Престон перебирал машинописные странички статьи, а в ушах у него все еще гремел хриплый голос хозяина. И он не столько читал эти страницы, сколько мучительно раздумывал над тем, что и как скажет Матти. Обычно ему удавалась роль редакционного распорядителя, но она совсем никогда не выступала в роли плаксы. Это он знал и раздумывал, как именно с ней поступить.

Наконец Престон положил листки на стол и откинулся на спинку кресла. Когда он ее чувствовал, ему становилось спокойнее.

— Мы не будем ее печатать. Все это слишком рискованно, и я не хотел бы разнести в куски все выборы, основываясь на одних предположениях.

Она все время этого ждала, так что его заявление не было для нее неожиданностью. Матти ответила тихо, почти шепотом, но для Престона ее слова были как удары боксерской перчатки.

— Об отказе не может быть и речи.

Проклятье! Почему бы ей не смириться с его решением! Пусть вздернет плечами или ударится в слезы, как это делают другие! Только не эта спокойная дерзость, она выбивает его из колеи, он не знает, как на нее реагировать, и начинает нервничать. Престон даже вспотел и, хотя он заранее тщательно продумал каждое слово, начал запинаться на каждой фразе.

— Я… не могу подписать ее в печать. Я здесь редактор, и таково мое решение. — Он сам слышал, как неубедительно звучат собственные слова. — Ты должна или смириться с моим решением, или…

— Или что, Грев?

— Или понять, что больше не сможешь быть нашим политическим сотрудником.

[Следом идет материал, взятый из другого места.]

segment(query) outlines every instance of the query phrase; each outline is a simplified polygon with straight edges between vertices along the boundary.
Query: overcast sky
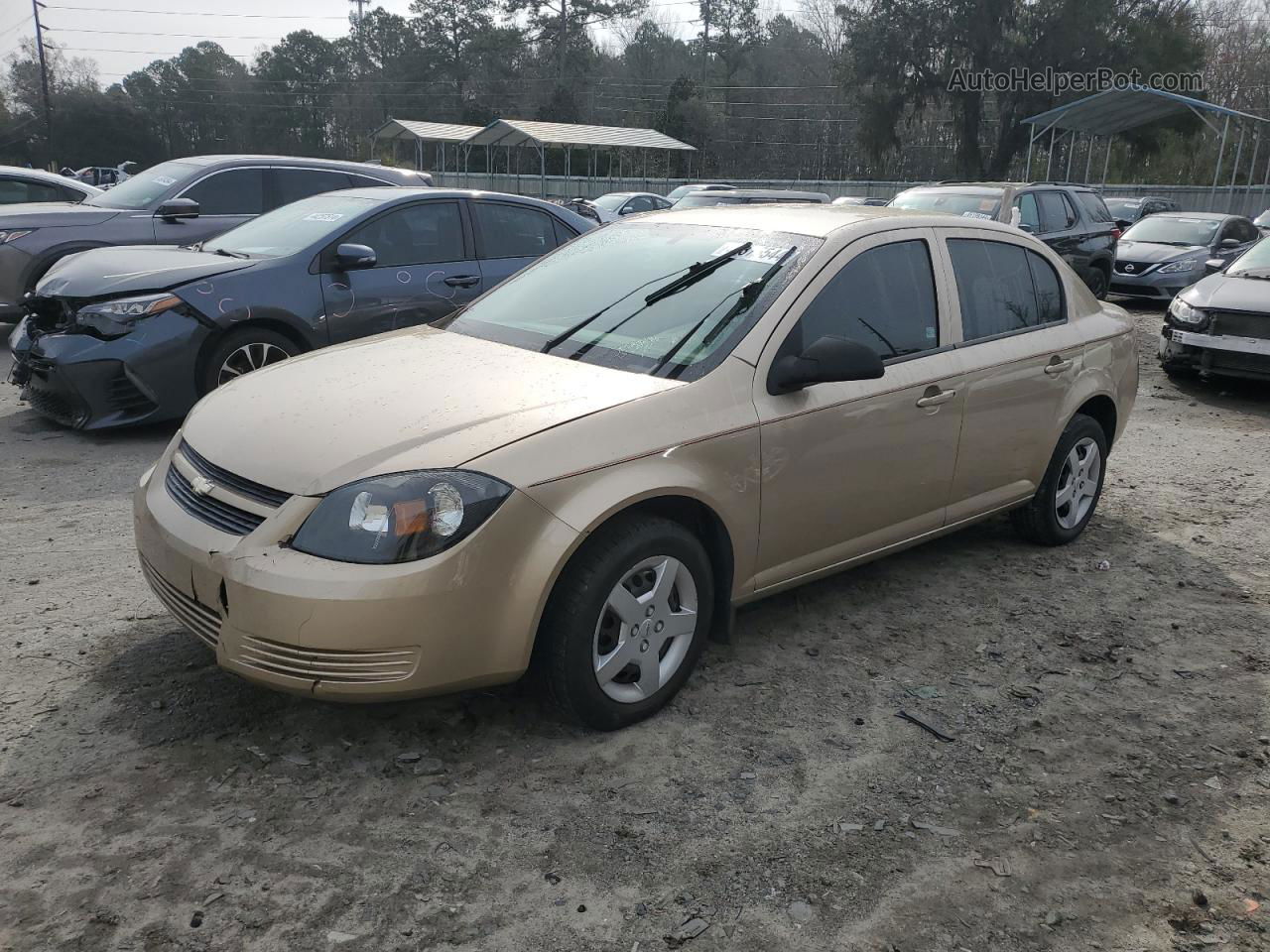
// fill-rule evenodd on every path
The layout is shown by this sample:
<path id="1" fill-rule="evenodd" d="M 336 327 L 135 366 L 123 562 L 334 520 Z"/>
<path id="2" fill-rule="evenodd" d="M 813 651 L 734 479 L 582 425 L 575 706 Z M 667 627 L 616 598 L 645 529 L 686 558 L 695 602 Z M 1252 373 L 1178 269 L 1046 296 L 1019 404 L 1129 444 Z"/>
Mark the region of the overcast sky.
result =
<path id="1" fill-rule="evenodd" d="M 762 6 L 794 5 L 794 0 L 775 0 Z M 408 15 L 410 0 L 367 4 L 372 6 Z M 348 0 L 47 0 L 41 18 L 47 39 L 67 56 L 94 60 L 99 79 L 109 85 L 201 39 L 215 39 L 225 52 L 250 63 L 257 52 L 292 30 L 337 38 L 347 33 L 354 9 Z M 678 36 L 696 33 L 697 27 L 686 23 L 697 15 L 696 0 L 653 0 L 652 14 Z M 0 57 L 33 34 L 29 0 L 0 0 Z M 601 32 L 597 38 L 612 37 Z"/>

— Ты меня увольняешь? — Это ее искренне удивило. Как может он отпустить ее в самый разгар выборов?

— Нет, не увольняю, а с этой.минуты перевожу в отдел статей для женщин. Честно говоря, не думаю, что тебе удалось развить свое политическое чутье в той степени, в которой это требуется для работы в отделе внутренней политики нашей газеты.

— Кто тебя подкупил, Грев?

— Что, черт побери, ты имеешь в виду?

— Обычно ты с трудом определяешь, чего тебе хочется — чаю или кофе. Значит, уволить меня из-за этой статьи решил не ты, а кто-то другой, не так ли?

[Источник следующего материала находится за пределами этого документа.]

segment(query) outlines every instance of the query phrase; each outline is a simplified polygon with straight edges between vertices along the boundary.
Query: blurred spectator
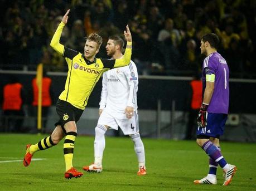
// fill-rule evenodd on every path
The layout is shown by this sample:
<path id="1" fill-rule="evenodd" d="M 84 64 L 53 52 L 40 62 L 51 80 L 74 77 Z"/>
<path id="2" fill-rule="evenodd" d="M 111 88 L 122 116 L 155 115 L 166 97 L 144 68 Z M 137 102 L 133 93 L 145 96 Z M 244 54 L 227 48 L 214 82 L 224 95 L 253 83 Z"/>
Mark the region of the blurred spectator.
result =
<path id="1" fill-rule="evenodd" d="M 195 132 L 197 126 L 196 121 L 198 111 L 202 101 L 202 81 L 199 75 L 194 76 L 190 82 L 191 97 L 190 97 L 190 108 L 189 112 L 189 121 L 187 125 L 185 139 L 195 138 Z"/>
<path id="2" fill-rule="evenodd" d="M 226 26 L 225 31 L 221 32 L 221 35 L 224 50 L 229 48 L 230 43 L 232 38 L 238 41 L 240 41 L 239 36 L 234 32 L 233 26 L 231 24 Z"/>
<path id="3" fill-rule="evenodd" d="M 76 50 L 80 52 L 84 52 L 85 33 L 82 21 L 75 21 L 71 31 L 70 37 L 66 43 L 70 48 Z"/>
<path id="4" fill-rule="evenodd" d="M 47 76 L 45 70 L 44 70 L 42 82 L 42 132 L 45 133 L 45 129 L 47 125 L 47 117 L 49 108 L 52 105 L 52 91 L 51 89 L 52 80 Z M 37 117 L 37 107 L 38 107 L 38 89 L 36 83 L 36 78 L 34 78 L 32 81 L 32 86 L 33 87 L 33 102 L 32 105 L 34 106 L 34 115 L 36 118 Z M 37 120 L 36 125 L 37 125 Z M 37 126 L 36 125 L 35 126 Z"/>
<path id="5" fill-rule="evenodd" d="M 3 119 L 7 129 L 11 132 L 23 132 L 24 111 L 23 85 L 15 76 L 3 87 L 2 110 Z"/>
<path id="6" fill-rule="evenodd" d="M 161 30 L 158 33 L 158 41 L 165 59 L 165 66 L 167 69 L 177 68 L 179 58 L 177 47 L 180 38 L 178 31 L 173 28 L 173 20 L 170 18 L 166 19 L 165 28 Z"/>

— Но я не увольняю тебя! Просто ты переводишься в…

Он начал терять самообладание; глаза выкатились из орбит, а лицо приобрело такой цвет, словно он минуты на три задержал дыхание.

— Если так, дорогой редактор, то предлагаю тебе новость — я ухожу!

Господи! Этого он никак не ожидал. Престон мучительно соображал, что же придумать, чтобы вернуть себе инициативу. Надо обязательно удержать ее в «Телеграф», иначе она ускользнет из-под нонтроля. Но как, Господи, как это сделать? Он выдавил из себя улыбку и широко развел руки, изображая жест дружеского расположения.